We have responded to the Scottish Government's consultation on how the mobility component of the new Adult Disability Payment is working.
In addition to stressing the critical role of advice and support in improving the claimant experience and reaching everyone who needs support, the key points that we have made are:
› Adult Disability Payment is different from Personal Independence Payment in several ways. If these changes are delivered, they will have a positive impact on the lives of our clients.
› Adult Disability Payment uses the same points-based criterion to assess mobility needs. These criteria do not consider social, practical, and environmental barriers that prevent disabled people from exercising choice and control. The criteria are difficult for claimants to understand and force claimants to focus on what they can’t do.
› The 20-meter distance measure is arbitrary and not evidence based.
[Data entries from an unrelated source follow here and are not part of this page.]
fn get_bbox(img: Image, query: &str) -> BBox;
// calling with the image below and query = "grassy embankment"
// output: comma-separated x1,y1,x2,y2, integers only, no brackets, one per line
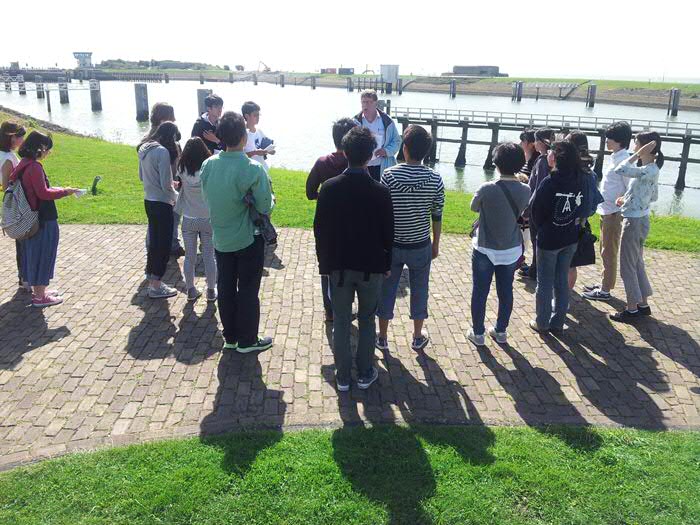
1,426,699,524
2,111,699,253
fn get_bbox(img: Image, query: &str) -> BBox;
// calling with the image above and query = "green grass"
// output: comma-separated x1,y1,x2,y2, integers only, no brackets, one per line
3,112,700,252
480,77,700,94
0,426,698,524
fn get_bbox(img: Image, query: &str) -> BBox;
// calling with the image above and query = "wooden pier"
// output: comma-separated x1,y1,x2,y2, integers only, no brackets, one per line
390,106,700,189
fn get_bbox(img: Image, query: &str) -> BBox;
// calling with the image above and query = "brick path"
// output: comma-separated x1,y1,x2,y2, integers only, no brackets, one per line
1,225,699,469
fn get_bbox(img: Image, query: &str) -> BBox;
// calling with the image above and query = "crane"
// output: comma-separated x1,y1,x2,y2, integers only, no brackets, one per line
258,61,271,73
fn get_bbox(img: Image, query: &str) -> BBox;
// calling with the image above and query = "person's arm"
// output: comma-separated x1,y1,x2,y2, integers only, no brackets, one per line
381,121,401,158
1,159,12,190
530,180,551,228
614,162,652,179
470,184,483,212
251,166,272,214
432,180,445,259
158,149,177,204
306,160,322,200
25,164,74,200
313,185,331,275
191,120,202,138
382,188,394,274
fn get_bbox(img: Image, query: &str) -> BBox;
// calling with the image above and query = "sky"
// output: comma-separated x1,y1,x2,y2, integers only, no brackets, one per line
4,0,699,82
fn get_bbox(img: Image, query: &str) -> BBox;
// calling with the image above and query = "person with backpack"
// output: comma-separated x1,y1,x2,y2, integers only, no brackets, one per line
1,121,28,291
468,143,531,346
9,131,79,307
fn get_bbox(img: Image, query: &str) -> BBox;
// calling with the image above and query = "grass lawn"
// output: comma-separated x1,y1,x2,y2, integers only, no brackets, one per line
477,77,700,94
2,111,700,253
1,425,698,524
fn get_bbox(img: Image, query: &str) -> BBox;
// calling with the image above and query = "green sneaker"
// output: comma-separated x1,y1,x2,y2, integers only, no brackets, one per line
223,341,238,350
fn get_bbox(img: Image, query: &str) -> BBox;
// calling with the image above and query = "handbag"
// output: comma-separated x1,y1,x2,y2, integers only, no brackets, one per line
243,191,278,245
1,165,40,240
571,220,597,268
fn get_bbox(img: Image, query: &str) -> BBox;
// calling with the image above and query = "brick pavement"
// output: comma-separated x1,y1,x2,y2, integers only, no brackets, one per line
1,225,699,469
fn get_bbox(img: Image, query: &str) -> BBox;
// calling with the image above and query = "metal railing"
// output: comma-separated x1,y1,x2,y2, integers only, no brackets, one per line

It prevents claimants with complex mobility restrictions from accessing the level of support that they need.
› The application process needs to be modified to promote a better understanding among claimants of how the criteria apply to mental health and “invisible” conditions.
› The application process needs to be modified to encourage a complete picture account of a claimant’s mobility needs, not of “good days”, “bad days” or even “average days”. The decision makers guidance needs to be modified to better support decision makers to understand the impact of fluctuating conditions that do not follow predictable patterns.
› To minimize the risk of claimants falling through the cracks a “safety net” criteria is required.
› To identify differences in how ADP is working for people with various health circumstances, data recording the main reported condition of new processed ADP applications by award type is necessary. Similarly, data recording assessment method (telephone, video, in person) by award type is necessary to pick up on any detriment being experienced due to chosen assessment method.
› Scotland needs human rights-based disability assistance that has a clear purpose, is paid at an adequate rate, supports independent living and full participation, provides whole-of-life support, is well-connected to other services, and is resilient in the face of change.